As annoying as it seems, Instagram is, at the end of the day, a business. At first, it was designed to be a social platform where users could connect and build communities. But, since it was absorbed by Meta (previously Facebook), every aspect of the app and the principles on which it was founded have changed. Meta understands that people want to feel important and be seen/heard, and businesses want to have an audience to sell their products.

And with that, they also understand that people will pay money for something if they want it bad enough. So, the moral of this story is that organic engagement with high-quality, meaningful content is mostly dead for those of us that aren't the Beethovens of our generation. But as with anything, money can get you places. If you are like me, someone who used to use Instagram for the fun of sharing art and networking with other local artists, the fact remains that Instagram is still a great place to meet people and see great work, as long as you can accept that organic reach will continue to fall.

Even though it is frustrating and disheartening, Instagram is entitled to do whatever they want with the platform because it's theirs to do with whatever they want.
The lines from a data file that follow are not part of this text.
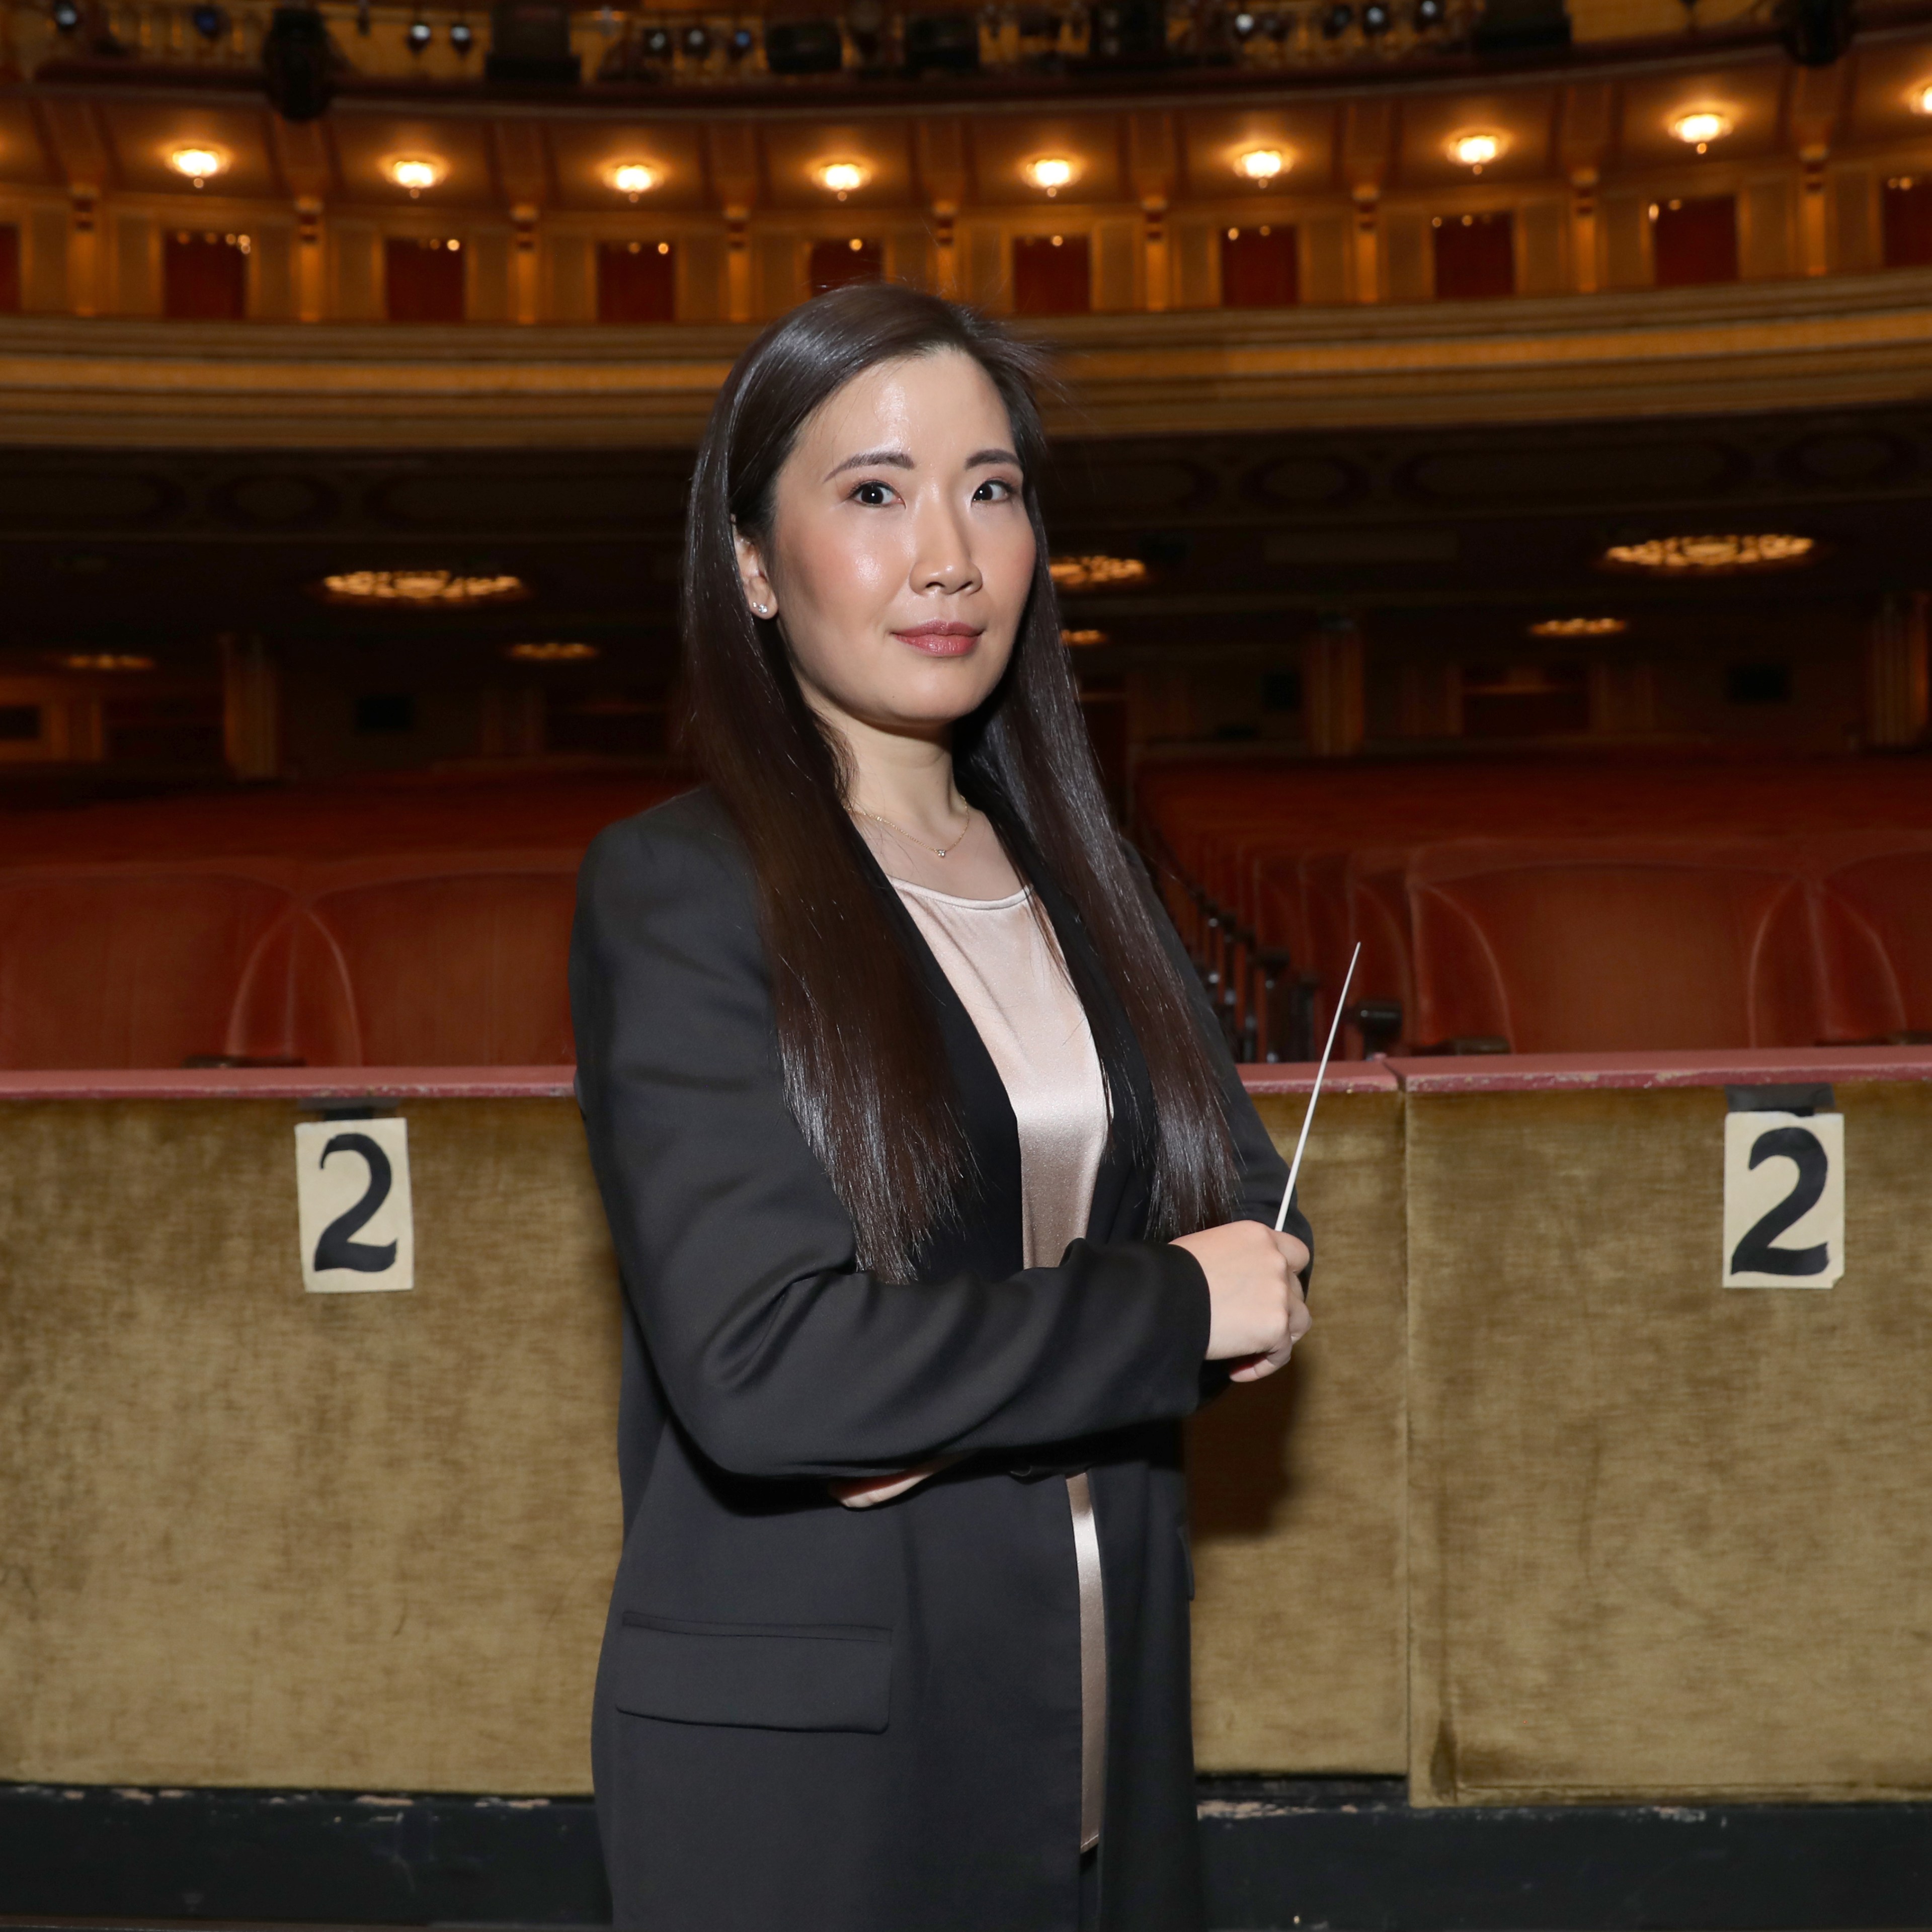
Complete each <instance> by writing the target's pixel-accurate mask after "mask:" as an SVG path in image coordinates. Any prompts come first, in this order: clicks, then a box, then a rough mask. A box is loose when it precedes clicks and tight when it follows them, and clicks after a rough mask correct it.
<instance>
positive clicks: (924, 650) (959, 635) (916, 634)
mask: <svg viewBox="0 0 1932 1932" xmlns="http://www.w3.org/2000/svg"><path fill="white" fill-rule="evenodd" d="M893 636H895V638H896V639H898V641H900V643H910V645H912V649H914V651H923V653H925V655H927V657H964V655H966V653H968V651H970V649H972V647H974V645H976V643H978V641H980V632H978V630H976V628H974V626H972V624H945V622H939V624H918V626H914V628H912V630H895V632H893Z"/></svg>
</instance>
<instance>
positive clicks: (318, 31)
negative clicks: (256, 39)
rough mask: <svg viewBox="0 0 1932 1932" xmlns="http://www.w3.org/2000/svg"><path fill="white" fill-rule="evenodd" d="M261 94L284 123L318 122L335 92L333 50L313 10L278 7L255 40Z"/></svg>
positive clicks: (322, 24)
mask: <svg viewBox="0 0 1932 1932" xmlns="http://www.w3.org/2000/svg"><path fill="white" fill-rule="evenodd" d="M261 73H263V91H265V93H267V95H269V106H272V108H274V112H276V114H280V116H282V120H286V122H311V120H321V118H323V116H325V114H327V112H328V102H330V100H332V99H334V93H336V50H334V46H332V44H330V41H328V27H327V25H325V23H323V15H321V14H319V12H317V10H315V8H313V6H278V8H276V10H274V14H272V15H270V17H269V31H267V33H265V35H263V37H261Z"/></svg>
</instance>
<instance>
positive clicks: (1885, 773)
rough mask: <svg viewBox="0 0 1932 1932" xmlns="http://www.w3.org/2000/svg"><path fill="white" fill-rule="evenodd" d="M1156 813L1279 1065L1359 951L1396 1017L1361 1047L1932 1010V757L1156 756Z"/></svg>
mask: <svg viewBox="0 0 1932 1932" xmlns="http://www.w3.org/2000/svg"><path fill="white" fill-rule="evenodd" d="M1138 811H1140V829H1142V838H1144V842H1146V844H1150V848H1151V850H1153V852H1155V854H1157V858H1159V860H1161V869H1163V873H1165V879H1167V887H1169V898H1171V902H1173V906H1175V912H1177V918H1179V920H1180V922H1182V927H1184V931H1186V933H1188V937H1190V943H1192V945H1194V949H1196V954H1198V956H1200V960H1202V964H1204V970H1206V972H1208V976H1209V978H1211V980H1213V981H1215V985H1217V991H1219V997H1221V1001H1223V1010H1225V1014H1227V1022H1229V1030H1231V1036H1233V1037H1235V1039H1236V1043H1238V1045H1242V1047H1244V1049H1246V1051H1252V1053H1256V1055H1258V1057H1271V1055H1273V1057H1283V1059H1287V1057H1300V1055H1306V1053H1308V1051H1310V1045H1312V1041H1314V1039H1316V1037H1320V1034H1323V1032H1325V1026H1327V1018H1329V1014H1331V1012H1333V999H1335V995H1337V991H1339V983H1341V974H1343V968H1345V966H1347V960H1349V956H1350V951H1352V947H1354V945H1356V943H1360V945H1362V960H1360V968H1358V976H1356V983H1354V987H1352V991H1350V1010H1358V1003H1368V1005H1370V1007H1372V1009H1381V1010H1379V1012H1378V1010H1372V1012H1368V1014H1366V1016H1364V1018H1366V1020H1370V1022H1374V1020H1378V1018H1385V1026H1383V1030H1381V1034H1379V1037H1378V1036H1376V1028H1374V1024H1370V1026H1368V1028H1364V1026H1350V1028H1349V1036H1350V1047H1352V1051H1362V1047H1364V1043H1368V1041H1372V1043H1376V1045H1391V1047H1399V1049H1405V1051H1432V1049H1455V1047H1463V1049H1464V1051H1468V1049H1472V1047H1488V1049H1495V1047H1507V1049H1513V1051H1519V1053H1557V1051H1578V1053H1582V1051H1646V1049H1669V1047H1694V1049H1702V1047H1750V1045H1760V1047H1772V1045H1810V1043H1816V1041H1853V1039H1888V1037H1899V1036H1905V1034H1920V1032H1928V1030H1932V769H1928V767H1926V765H1922V763H1918V761H1911V759H1905V761H1874V763H1859V761H1818V763H1810V765H1806V763H1797V765H1791V763H1785V765H1772V763H1756V765H1745V763H1733V761H1679V763H1656V761H1650V763H1631V765H1607V763H1582V761H1571V763H1567V765H1538V763H1524V761H1513V763H1497V765H1472V763H1463V761H1457V763H1447V761H1443V763H1435V765H1381V767H1345V769H1333V771H1323V769H1320V767H1308V765H1302V767H1275V769H1265V767H1229V765H1173V767H1153V769H1151V771H1148V773H1144V779H1142V786H1140V796H1138ZM1296 987H1300V989H1302V991H1304V995H1306V997H1304V1001H1302V1005H1300V1009H1298V1010H1296V1007H1294V1005H1293V1003H1289V1001H1287V999H1283V997H1281V995H1283V989H1289V991H1293V989H1296ZM1269 989H1273V997H1269Z"/></svg>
If they were wise, they would listen to their users, but as long as they have a steadily increasing flow of income hitting their bank accounts, they will continue to ruin the app in ways that will make it more profitable.

The Bottom Line

Though it seems Instagram is on a constant downward spiral, the beauty of social media platforms is that they constantly evolve. Sure, Instagram's organic reach and engagement are in the gutter at the moment for the average users, but if enough people share their thoughts and as other new platforms develop, moguls like Instagram and Facebook will be forced to evolve with the times.

With that said, the constant posting of high-quality content that remains true to you and your business is crucial for all users looking to grow their audience and organic reach. Another thing to remember is that Instagram is a business. Without consistent profitability, it can't continue to deliver one of the most popular social media platforms in the world (look at Vine; it was great for users but was not profitable). So is an occasional ad or unrelated Reel really the end of the world? Probably not.

As Instagram becomes increasingly competitive, remember that social media fame really isn't the most important thing in the world (maybe it is for you, which is totally fine!). If you're an artist looking to share your work with others, don't let the idea of internet stardom distract you from why you create your art in the first place.

On the other hand, if you are looking for a huge following to listen to your opinions on why cats are superior to dogs, keep being true to you, and eventually, the right people will find you (maybe now more slowly than before).

As a business owner, it's important to accept the reality that Instagram's declined organic reach and engagement for business accounts, in particular, is no coincidence. They've found a sneaky way to monetize all business goings-ons on their platform; if you want your business page to be seen, you will have to pay to play unless you can find a way to maximize your Reels game. Even still, organic reach and engagement for businesses are dead (even more so than for non-business accounts).